Zirkusromantik mit der Familie


Der Schreiner Lukas Keller (30) steht schon vor der dritten Zirkus-Tournee.
Der Schreiner Lukas Keller (30) steht schon vor der dritten Zirkus-Tournee.
Lukas Kellers Zuhause ist bunt und eng: Zusammen mit seiner Freundin und der gemeinsamen dreijährigen Tochter lebt er auf 15 m2 im Winterquartier des Circolino Pipistrello in Rikon. Platz hat im kleinen Zirkuswagen neben Bett und Kleiderschrank nicht viel. An den beschränkten Wohnraum musste sich der 30-Jährige ebenso gewöhnen wie an das ständige Leben in der Gemeinschaft. Gegessen wird in einem grossen Küchenwagen. In einer ehemaligen Lagerhalle sind neben geheizten Proberäumen auch Duschen und Toiletten untergebracht. Wenn der Zirkus im Frühling auf Tournee geht, muss das ein lustiger Anblick sein. Traktoren ziehen dann die kleinen, farbigen Wagen hinter sich her. «Das ist echte Zirkusromantik, wenn wir durch die Dörfer tuckern und die Leute uns zuwinken», sagt der Schreiner. Im Sommer gastieren die Zirkusleute fast die ganze Zeit auf Schulhöfen und öffentlichen Plätzen. «Immer unter Leuten zu sein, ist anstrengend», meint er. Trotzdem, der Umgang mit Menschen muss Lukas Keller gefallen, denn der Circolino Pipistrello ist ein Mitmach-Zirkus. Ab Mitte April ist er während eines halben Jahres in der ganzen Deutschschweiz unterwegs. Meistens sind es Schulkinder, welche mit der Truppe das Zelt aufbauen, ein Programm einstudieren und dann schliesslich in der Manege stehen. «Die Kinder nehmen eine Woche lang am Zirkusleben teil. Es geht um das Erlebnis», erklärt der Bieler. «Wir haben einen dankbaren Job. Die Kinder haben Freude und bei der Abschlussvorstellung sitzen lauter stolze Eltern, Geschwister und Grosseltern im Publikum.» Im Moment noch ist es im Circolino Pipistrello ruhig. Nach zwei Monaten Winterpause studieren die Zirkusleute derzeit ihr neues Programm ein. Jeden Tag proben sie bis zu sieben Stunden lang. Und nebenbei haben sie für die Tournee viel vorzubereiten, denn sie erledigen sämtliche Büro- und Marketingarbeiten selbst und werkeln an der Zirkusausstattung.

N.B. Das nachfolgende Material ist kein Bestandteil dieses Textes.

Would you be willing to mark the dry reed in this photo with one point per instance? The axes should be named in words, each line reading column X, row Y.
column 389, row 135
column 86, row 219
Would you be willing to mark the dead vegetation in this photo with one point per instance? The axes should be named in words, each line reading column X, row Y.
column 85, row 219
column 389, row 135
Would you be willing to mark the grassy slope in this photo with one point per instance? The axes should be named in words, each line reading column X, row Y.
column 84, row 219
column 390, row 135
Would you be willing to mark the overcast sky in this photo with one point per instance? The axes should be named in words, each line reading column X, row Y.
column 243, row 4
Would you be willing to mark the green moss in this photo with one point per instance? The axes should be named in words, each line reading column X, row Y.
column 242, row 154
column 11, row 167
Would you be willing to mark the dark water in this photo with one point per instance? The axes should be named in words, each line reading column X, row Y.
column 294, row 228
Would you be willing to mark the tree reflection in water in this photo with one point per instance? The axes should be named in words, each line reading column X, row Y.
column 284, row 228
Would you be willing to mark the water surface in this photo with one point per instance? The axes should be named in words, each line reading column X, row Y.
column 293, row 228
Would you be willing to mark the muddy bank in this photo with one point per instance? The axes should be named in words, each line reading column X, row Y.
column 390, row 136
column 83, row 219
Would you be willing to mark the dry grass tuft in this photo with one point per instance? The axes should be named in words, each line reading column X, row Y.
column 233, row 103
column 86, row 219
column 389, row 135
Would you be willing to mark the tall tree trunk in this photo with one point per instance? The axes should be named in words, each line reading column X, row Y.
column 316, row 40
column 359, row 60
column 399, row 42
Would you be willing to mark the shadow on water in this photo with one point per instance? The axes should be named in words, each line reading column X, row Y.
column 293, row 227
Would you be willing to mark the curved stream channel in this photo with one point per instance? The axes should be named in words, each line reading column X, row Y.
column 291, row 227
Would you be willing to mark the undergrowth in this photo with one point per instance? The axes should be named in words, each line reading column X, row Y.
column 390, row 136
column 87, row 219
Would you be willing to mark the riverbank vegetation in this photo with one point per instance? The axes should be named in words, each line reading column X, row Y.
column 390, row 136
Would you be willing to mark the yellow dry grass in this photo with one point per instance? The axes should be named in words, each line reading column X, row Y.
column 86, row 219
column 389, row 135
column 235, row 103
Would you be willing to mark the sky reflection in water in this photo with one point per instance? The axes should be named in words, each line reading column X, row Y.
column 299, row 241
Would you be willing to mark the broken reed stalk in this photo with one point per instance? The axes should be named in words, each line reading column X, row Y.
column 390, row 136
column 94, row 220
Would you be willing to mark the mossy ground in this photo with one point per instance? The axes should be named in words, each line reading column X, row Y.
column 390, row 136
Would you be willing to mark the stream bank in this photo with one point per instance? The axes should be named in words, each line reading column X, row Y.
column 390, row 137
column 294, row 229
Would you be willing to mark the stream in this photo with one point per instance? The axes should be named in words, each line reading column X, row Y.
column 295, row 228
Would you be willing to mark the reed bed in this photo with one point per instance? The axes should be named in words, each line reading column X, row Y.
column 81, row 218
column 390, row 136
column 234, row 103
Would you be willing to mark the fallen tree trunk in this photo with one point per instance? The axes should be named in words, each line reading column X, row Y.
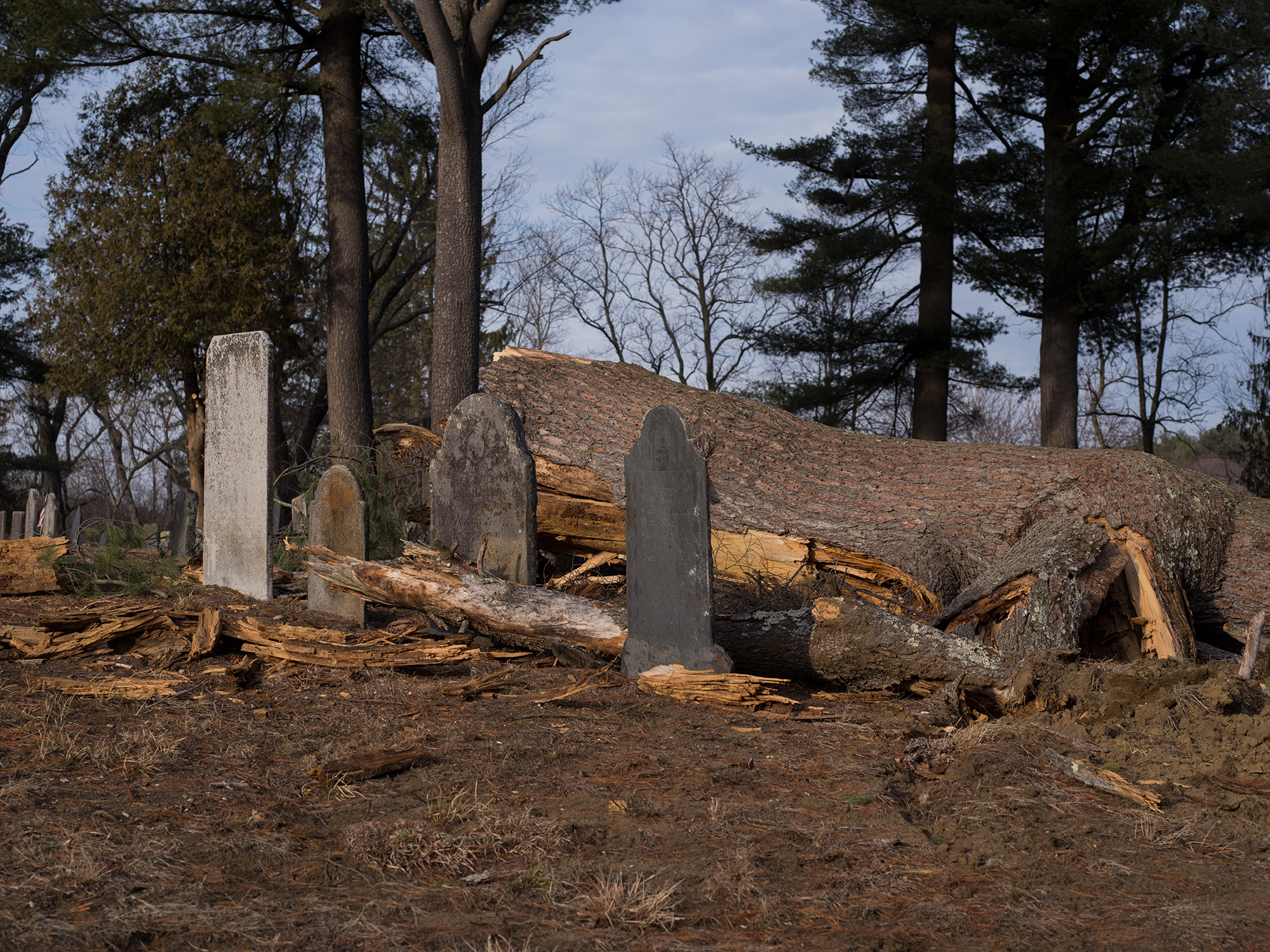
column 773, row 644
column 930, row 521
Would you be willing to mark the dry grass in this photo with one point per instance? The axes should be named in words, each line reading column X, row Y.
column 618, row 901
column 418, row 849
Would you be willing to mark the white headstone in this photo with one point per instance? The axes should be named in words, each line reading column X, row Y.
column 238, row 508
column 49, row 525
column 32, row 521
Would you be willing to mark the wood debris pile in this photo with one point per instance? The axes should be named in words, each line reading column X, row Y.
column 27, row 565
column 105, row 628
column 745, row 692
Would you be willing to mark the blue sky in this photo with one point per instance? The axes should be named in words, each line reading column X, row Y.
column 705, row 72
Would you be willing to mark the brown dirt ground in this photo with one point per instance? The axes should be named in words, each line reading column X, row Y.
column 617, row 821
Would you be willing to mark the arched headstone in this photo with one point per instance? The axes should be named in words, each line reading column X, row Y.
column 238, row 465
column 485, row 503
column 670, row 607
column 338, row 520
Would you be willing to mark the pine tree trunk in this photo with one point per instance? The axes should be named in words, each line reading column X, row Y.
column 349, row 369
column 935, row 298
column 1061, row 257
column 457, row 274
column 1009, row 544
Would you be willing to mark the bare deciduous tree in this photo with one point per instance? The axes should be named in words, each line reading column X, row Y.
column 661, row 265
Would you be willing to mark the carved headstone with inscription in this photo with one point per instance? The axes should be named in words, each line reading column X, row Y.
column 238, row 508
column 185, row 531
column 49, row 519
column 485, row 503
column 32, row 521
column 338, row 520
column 670, row 609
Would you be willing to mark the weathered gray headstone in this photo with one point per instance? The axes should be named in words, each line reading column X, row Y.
column 338, row 520
column 670, row 609
column 185, row 525
column 485, row 503
column 32, row 521
column 49, row 521
column 238, row 465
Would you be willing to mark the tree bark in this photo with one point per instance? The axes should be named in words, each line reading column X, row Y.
column 921, row 521
column 459, row 37
column 349, row 364
column 938, row 211
column 1061, row 255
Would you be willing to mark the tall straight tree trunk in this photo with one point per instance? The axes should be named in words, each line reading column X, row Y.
column 349, row 354
column 457, row 275
column 939, row 209
column 1061, row 256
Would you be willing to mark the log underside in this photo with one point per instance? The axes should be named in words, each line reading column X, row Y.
column 1071, row 578
column 921, row 517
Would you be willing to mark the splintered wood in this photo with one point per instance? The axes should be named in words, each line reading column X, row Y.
column 126, row 689
column 135, row 629
column 27, row 565
column 744, row 692
column 1107, row 781
column 363, row 767
column 324, row 648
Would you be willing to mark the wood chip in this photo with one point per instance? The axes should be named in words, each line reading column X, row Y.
column 206, row 637
column 294, row 643
column 27, row 565
column 363, row 767
column 130, row 689
column 732, row 691
column 1243, row 786
column 1107, row 781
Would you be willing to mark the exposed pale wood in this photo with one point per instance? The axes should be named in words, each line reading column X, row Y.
column 1252, row 645
column 596, row 562
column 570, row 525
column 205, row 635
column 516, row 615
column 375, row 764
column 130, row 689
column 27, row 565
column 744, row 692
column 939, row 512
column 307, row 647
column 1107, row 781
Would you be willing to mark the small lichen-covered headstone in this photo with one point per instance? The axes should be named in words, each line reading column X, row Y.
column 670, row 609
column 485, row 503
column 185, row 525
column 32, row 521
column 49, row 524
column 238, row 466
column 338, row 520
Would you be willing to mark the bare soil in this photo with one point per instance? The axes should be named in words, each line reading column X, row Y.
column 618, row 821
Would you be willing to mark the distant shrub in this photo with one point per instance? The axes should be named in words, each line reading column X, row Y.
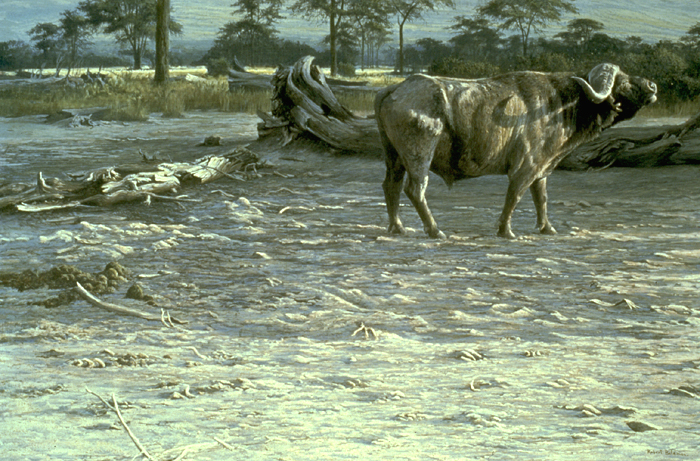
column 218, row 67
column 346, row 69
column 455, row 67
column 552, row 62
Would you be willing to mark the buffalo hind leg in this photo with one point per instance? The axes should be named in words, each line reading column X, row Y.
column 415, row 190
column 538, row 190
column 392, row 193
column 516, row 189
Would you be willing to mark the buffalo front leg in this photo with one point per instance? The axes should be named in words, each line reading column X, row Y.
column 538, row 189
column 516, row 189
column 392, row 193
column 415, row 190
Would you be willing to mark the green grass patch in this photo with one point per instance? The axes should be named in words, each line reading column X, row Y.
column 131, row 97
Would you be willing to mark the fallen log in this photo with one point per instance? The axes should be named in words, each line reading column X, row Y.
column 304, row 108
column 110, row 186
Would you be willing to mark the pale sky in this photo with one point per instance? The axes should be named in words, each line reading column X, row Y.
column 651, row 19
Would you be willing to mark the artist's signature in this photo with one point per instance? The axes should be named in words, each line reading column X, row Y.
column 666, row 452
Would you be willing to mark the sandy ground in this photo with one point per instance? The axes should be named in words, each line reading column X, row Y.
column 576, row 346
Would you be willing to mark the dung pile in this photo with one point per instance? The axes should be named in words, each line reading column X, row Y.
column 64, row 277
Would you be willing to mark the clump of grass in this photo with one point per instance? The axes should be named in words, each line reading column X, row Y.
column 131, row 97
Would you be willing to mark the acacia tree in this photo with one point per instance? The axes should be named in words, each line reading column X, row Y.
column 579, row 33
column 256, row 30
column 162, row 41
column 377, row 36
column 474, row 39
column 332, row 10
column 132, row 22
column 410, row 10
column 526, row 16
column 368, row 16
column 75, row 31
column 47, row 39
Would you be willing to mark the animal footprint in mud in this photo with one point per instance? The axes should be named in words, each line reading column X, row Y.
column 468, row 355
column 410, row 416
column 367, row 330
column 89, row 363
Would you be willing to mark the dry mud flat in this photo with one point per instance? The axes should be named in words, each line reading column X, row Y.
column 577, row 346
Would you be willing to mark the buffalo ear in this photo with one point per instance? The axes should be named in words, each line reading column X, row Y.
column 599, row 86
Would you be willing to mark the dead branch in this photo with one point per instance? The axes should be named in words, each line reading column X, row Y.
column 87, row 296
column 144, row 182
column 115, row 409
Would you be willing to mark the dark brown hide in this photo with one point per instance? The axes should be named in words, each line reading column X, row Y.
column 520, row 124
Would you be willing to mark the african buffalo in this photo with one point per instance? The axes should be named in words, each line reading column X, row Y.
column 521, row 124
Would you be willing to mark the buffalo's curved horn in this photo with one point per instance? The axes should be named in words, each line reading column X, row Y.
column 600, row 82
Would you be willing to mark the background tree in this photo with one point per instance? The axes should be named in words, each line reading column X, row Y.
column 526, row 16
column 474, row 39
column 579, row 33
column 368, row 16
column 15, row 55
column 335, row 12
column 255, row 32
column 162, row 41
column 48, row 40
column 132, row 22
column 75, row 31
column 410, row 10
column 377, row 36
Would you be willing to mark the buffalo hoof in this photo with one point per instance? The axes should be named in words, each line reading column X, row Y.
column 437, row 234
column 397, row 229
column 506, row 234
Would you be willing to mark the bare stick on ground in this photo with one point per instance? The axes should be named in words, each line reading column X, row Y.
column 115, row 409
column 87, row 296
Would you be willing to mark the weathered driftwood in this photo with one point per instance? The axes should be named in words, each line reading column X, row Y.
column 640, row 147
column 303, row 105
column 135, row 182
column 305, row 108
column 117, row 309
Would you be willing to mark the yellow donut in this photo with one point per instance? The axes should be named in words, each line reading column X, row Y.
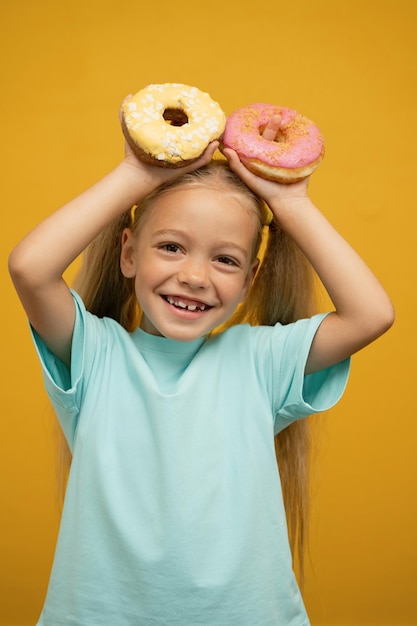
column 171, row 124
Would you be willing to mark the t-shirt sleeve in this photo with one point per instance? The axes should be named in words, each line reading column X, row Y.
column 294, row 394
column 64, row 385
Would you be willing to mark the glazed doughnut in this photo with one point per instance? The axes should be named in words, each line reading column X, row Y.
column 171, row 124
column 295, row 154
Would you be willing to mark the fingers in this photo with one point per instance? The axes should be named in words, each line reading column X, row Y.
column 271, row 130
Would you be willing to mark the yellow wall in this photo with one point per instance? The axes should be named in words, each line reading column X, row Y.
column 351, row 67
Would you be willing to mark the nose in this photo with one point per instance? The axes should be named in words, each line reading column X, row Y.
column 194, row 272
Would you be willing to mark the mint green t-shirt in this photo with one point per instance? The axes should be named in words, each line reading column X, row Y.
column 173, row 514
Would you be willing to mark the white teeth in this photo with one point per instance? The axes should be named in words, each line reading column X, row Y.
column 183, row 305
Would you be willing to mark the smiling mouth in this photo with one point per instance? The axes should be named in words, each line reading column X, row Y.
column 191, row 305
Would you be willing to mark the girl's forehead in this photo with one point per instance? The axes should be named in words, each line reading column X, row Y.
column 200, row 201
column 207, row 213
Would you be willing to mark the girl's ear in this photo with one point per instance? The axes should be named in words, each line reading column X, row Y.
column 128, row 254
column 250, row 278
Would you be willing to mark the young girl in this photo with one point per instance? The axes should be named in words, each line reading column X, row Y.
column 174, row 512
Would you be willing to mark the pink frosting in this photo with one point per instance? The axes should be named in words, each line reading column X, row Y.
column 299, row 143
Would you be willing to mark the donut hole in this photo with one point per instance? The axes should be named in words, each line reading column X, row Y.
column 280, row 137
column 175, row 117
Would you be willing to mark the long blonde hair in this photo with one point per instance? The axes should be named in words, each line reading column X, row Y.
column 283, row 291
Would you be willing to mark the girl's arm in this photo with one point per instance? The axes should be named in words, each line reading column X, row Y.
column 363, row 309
column 37, row 263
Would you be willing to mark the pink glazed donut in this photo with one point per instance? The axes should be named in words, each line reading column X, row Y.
column 295, row 154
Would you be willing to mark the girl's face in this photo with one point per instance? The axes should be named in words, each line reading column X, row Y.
column 192, row 260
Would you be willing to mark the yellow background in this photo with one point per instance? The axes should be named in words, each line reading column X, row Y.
column 351, row 67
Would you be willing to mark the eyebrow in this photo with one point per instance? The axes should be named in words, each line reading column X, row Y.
column 173, row 232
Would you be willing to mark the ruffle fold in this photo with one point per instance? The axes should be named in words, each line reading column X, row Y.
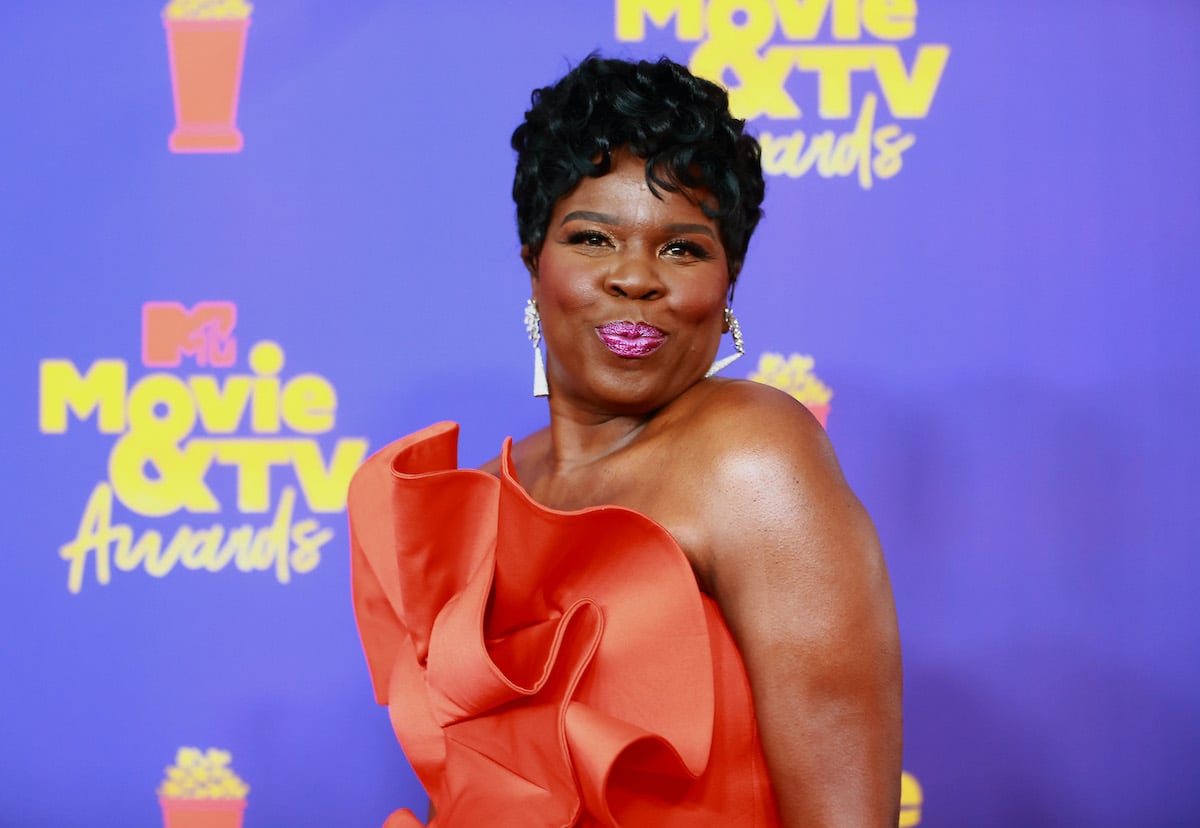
column 541, row 667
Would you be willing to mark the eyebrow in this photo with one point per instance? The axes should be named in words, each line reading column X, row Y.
column 606, row 219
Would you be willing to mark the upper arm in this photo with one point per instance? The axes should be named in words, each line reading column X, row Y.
column 796, row 568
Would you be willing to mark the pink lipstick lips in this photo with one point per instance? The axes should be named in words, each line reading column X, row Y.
column 631, row 340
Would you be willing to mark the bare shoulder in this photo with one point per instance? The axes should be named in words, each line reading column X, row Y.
column 795, row 564
column 774, row 487
column 741, row 423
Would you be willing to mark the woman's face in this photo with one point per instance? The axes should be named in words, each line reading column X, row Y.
column 631, row 293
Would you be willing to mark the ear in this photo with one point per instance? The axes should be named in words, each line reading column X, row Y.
column 531, row 261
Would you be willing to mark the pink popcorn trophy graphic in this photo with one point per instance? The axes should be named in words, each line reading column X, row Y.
column 207, row 42
column 202, row 791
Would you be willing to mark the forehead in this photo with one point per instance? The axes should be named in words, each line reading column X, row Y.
column 624, row 193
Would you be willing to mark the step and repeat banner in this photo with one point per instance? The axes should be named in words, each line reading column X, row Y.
column 243, row 246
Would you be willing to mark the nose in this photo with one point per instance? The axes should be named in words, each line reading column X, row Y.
column 635, row 277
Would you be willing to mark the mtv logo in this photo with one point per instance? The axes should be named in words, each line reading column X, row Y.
column 205, row 334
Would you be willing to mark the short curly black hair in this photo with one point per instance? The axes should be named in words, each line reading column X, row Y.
column 658, row 111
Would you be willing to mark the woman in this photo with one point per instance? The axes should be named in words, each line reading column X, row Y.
column 666, row 607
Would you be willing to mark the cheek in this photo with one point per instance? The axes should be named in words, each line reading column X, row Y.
column 702, row 303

Die insgesamt 17 Zirkusleute sind allesamt Laien, die aus verschiedenen Berufsrichtungen kommen. Einige davon bringen Vorwissen in Artistik oder Theater mit. Lukas Kellers Mitbringsel war die Musik. Er hatte während der Schreinerlehre seine erste Band und organisierte Konzerte in einem kleinen Kulturlokal. Heute spielt er Klavier und Kontrabass – und ein bisschen Gitarre und Akkordeon. Im Zirkus jedoch macht er nicht nur Musik. Manchmal ist er Artist auf dem Trapez, bringt den Kindern das Seiltanzen bei oder leitet den Zirkus als Direktor.
Dass Lukas Keller zum Zirkus kam, war Zufall. Nach der Schrei- nerlehre machte der Bieler die Berufsmatur, absolvierte eine musikalische Grundausbildung an der Jazzschule Bern und arbeitete temporär, bevor er sich mit 24 Jahren selbständig machte. Gemeinsam mit einem befreundeten Zimmermann betrieb er eine kleine Werkstatt in Biel. Doch als er mit 27 Jahren Vater wurde, merkte er bald, dass ein Teilzeiteinkommen nicht für eine Familie reichen würde. Die Annonce des Circolino Pipistrello in einem lokalen Blatt war eine völlig neue Option. «Wir gingen zu einem Infoabend, waren Feuer und Flamme, und dann ging alles Schlag auf Schlag», erklärt er. Nach einem ersten Jahr hängte die Familie ein zweites an und nun steht bereits die dritte Tournee bevor. Sie soll jedoch auch die letzte sein. Was danach passiert, weiss Lukas Keller noch nicht. Vielleicht steigt er wieder als selbständiger Schreiner ein, vielleicht will er sich beruflich völlig umorientieren. «Ich habe auf jeden Fall keine Angst vor der Zukunft. Nur dass mir das Zirkusleben fehlen könnte, das beängstigt mich im Moment», sagt er lachend.
«Wir gingen zu einem Infoabend, waren Feuer und Flamme, und dann ging alles Schlag auf Schlag.»